Cottrell, Alan Howard 1919 - 2012
- Nationality:
- English; British
(b 1919) Knight Metallurgist
Sir Alan Cottrell, a central figure in the modern history of metallurgy, was born on the 17th July 1919 at 5 Brunswick Road, Balsall Heath, Birmingham. At the age of ten he went to Moseley Grammar School. Later he was given a Birmingham education committee award to stay in the sixth form to study physics, chemistry and mathematics. In 1936 he took a job at ICI Metals, but within a few weeks was offered a university scholarship, and chose to read metallurgy at Birmingham University. In June 1939 he graduated with first-class honours and was awarded a research scholarship to study the recovery of metals, on annealing. As a result of the onset of the Second World War he was, instead, asked to carry out research on the problem of cracking associated with the arc welding of alloy steels for tanks. He devised methods for avoiding the cracking by a preheating treatment, and obtained his PhD in 1942.

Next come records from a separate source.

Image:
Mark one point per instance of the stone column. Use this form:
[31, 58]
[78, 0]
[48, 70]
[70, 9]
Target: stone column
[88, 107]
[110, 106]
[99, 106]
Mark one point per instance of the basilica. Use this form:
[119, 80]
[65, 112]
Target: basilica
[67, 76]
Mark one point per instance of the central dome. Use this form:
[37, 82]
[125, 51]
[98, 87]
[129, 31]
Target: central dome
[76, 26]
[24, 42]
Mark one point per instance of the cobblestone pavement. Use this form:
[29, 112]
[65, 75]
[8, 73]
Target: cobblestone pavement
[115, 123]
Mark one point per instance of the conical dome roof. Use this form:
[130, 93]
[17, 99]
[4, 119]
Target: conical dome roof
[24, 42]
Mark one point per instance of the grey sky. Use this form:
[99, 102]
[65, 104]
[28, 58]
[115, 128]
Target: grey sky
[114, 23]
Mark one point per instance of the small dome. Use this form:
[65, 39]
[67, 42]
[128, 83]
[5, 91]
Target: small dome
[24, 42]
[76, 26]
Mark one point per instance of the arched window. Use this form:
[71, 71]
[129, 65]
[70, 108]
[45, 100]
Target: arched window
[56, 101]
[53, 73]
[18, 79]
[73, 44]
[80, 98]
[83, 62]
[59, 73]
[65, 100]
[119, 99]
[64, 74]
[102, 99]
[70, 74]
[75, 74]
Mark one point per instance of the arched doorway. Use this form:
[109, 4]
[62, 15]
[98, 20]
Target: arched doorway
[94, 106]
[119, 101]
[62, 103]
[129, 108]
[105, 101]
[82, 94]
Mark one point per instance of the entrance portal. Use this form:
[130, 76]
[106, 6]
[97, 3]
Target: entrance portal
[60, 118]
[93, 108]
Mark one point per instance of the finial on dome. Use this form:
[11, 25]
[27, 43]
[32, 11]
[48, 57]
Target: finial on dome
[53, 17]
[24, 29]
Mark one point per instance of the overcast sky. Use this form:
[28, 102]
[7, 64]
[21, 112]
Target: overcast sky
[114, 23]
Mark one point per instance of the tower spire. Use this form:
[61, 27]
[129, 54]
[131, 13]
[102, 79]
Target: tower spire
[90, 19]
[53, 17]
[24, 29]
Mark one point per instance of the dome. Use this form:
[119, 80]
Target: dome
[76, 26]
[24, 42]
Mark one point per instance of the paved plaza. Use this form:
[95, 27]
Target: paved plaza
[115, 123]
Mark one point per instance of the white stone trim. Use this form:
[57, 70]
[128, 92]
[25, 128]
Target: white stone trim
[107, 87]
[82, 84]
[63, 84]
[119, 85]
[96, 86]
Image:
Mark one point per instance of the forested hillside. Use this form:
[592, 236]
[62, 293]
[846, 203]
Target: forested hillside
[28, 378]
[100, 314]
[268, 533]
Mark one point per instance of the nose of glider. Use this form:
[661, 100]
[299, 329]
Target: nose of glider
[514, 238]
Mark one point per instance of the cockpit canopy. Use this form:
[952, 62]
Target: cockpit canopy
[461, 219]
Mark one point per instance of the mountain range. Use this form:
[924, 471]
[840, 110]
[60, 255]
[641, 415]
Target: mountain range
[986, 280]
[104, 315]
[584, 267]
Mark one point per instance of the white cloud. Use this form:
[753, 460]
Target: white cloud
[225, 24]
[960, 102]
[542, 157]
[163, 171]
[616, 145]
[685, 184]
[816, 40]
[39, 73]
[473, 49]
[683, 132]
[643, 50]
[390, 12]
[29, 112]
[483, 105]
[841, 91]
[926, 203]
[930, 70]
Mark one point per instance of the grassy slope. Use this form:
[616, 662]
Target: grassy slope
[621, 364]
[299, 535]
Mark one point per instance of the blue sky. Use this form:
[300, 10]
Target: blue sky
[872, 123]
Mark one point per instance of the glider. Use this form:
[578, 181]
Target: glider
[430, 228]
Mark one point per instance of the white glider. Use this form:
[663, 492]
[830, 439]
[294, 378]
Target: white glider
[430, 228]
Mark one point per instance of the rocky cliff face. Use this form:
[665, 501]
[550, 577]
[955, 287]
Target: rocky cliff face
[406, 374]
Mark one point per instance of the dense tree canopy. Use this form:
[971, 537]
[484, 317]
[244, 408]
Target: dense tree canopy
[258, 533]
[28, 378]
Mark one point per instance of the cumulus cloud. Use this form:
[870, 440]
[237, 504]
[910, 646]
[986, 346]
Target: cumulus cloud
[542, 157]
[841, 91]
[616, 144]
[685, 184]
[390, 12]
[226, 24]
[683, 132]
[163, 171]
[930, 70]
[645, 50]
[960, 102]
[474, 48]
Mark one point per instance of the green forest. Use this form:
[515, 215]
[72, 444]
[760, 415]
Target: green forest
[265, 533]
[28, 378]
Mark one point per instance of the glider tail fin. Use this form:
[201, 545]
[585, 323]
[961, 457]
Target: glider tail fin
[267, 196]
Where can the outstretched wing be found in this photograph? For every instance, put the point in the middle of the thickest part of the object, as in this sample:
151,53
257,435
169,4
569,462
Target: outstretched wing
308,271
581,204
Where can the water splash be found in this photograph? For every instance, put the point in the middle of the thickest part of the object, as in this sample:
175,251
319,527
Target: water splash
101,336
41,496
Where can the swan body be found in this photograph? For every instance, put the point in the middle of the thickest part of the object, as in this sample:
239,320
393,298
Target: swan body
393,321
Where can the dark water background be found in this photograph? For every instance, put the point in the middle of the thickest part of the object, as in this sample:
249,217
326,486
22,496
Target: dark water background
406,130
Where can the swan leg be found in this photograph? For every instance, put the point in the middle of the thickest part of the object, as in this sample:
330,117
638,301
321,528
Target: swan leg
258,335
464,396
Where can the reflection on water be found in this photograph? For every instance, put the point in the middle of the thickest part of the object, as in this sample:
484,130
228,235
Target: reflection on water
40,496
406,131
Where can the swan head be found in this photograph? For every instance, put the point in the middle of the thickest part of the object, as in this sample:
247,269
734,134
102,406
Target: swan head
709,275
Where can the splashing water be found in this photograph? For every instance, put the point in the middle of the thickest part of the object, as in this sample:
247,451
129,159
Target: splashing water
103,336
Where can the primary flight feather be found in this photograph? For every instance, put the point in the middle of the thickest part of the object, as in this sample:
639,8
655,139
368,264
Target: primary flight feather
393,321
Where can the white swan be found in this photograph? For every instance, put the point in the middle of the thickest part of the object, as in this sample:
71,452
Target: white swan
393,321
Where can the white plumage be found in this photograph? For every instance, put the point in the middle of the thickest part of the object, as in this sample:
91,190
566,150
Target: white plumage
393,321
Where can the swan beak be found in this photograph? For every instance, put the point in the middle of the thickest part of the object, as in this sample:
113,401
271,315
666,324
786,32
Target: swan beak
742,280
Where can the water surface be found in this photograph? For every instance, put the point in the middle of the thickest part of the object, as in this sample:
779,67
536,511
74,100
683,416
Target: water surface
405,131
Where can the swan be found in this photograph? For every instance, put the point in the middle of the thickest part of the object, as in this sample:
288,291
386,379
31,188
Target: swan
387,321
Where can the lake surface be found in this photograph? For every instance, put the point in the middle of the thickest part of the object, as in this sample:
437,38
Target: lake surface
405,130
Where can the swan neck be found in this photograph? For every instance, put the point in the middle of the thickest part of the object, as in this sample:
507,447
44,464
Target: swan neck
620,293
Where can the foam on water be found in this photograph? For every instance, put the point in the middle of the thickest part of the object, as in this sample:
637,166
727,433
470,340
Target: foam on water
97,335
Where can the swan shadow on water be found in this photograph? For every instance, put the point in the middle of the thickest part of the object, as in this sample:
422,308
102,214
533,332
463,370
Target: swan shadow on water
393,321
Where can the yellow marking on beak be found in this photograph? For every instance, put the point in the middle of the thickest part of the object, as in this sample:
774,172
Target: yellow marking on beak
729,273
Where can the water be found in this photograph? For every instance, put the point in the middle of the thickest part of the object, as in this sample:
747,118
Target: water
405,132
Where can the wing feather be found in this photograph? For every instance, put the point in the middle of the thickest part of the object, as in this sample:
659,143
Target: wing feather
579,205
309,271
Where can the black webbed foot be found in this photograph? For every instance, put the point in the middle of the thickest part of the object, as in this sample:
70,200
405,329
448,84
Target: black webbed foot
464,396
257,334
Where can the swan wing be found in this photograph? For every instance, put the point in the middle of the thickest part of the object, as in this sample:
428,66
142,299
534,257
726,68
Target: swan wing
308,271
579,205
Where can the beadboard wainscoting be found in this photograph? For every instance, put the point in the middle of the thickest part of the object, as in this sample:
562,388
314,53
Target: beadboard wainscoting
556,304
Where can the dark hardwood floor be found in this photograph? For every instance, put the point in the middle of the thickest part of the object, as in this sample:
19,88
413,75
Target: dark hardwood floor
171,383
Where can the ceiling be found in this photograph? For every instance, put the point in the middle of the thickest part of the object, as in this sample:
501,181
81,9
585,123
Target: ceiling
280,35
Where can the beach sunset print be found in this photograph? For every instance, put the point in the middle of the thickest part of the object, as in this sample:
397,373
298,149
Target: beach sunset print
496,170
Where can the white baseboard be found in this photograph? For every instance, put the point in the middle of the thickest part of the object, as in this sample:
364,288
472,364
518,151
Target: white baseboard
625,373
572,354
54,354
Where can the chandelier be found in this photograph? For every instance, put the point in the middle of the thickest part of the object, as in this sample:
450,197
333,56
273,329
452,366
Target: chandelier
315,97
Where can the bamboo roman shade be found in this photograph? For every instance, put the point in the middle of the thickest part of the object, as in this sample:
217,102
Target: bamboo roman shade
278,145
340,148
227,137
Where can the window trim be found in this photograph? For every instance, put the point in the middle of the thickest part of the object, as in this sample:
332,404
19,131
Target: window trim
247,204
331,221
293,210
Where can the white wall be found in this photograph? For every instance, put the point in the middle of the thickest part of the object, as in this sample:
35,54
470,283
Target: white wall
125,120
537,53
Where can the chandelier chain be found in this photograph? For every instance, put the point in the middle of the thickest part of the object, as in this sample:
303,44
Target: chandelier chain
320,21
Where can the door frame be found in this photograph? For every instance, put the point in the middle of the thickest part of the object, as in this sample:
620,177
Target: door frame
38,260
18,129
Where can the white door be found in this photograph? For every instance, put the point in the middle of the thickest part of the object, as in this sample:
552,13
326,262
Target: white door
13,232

In 1955 Cottrell was elected a fellow of the Royal Society for his work on dislocations. He then became deputy head of the metallurgy division at the Atomic Energy Research Establishment, Harwell. In October 1958 Cottrell took up the Goldsmiths' chair and the headship of the department of metallurgy at Cambridge University, and was elected a fellow of Christ's College. In 1965 Cottrell became one of Zuckerman's two deputies at the Ministry of Defence (MOD) later succeeding Zuckerman, and becoming Chief Scientific Advisor in 1971, the same year he was knighted. In the spring of 1974 Cottrell returned to Cambridge to become master of Jesus College and retired as master in 1986, the same year that he was awarded the Kelvin medal of the Institute of Chemical Engineers.
He published many books throughout his career including -Theoretical Structural Metallurgy (1948) and Dislocations and Plastic Flow in Crystals (1953), Portrait of Nature (1975), Environmental Economics (1978) and How Safe is Nuclear Energy? (1981).
Cottrell died from a ruptured abdominal aortic aneurysm at Addenbrooke's Hospital, Cambridge, on 15 February 2012.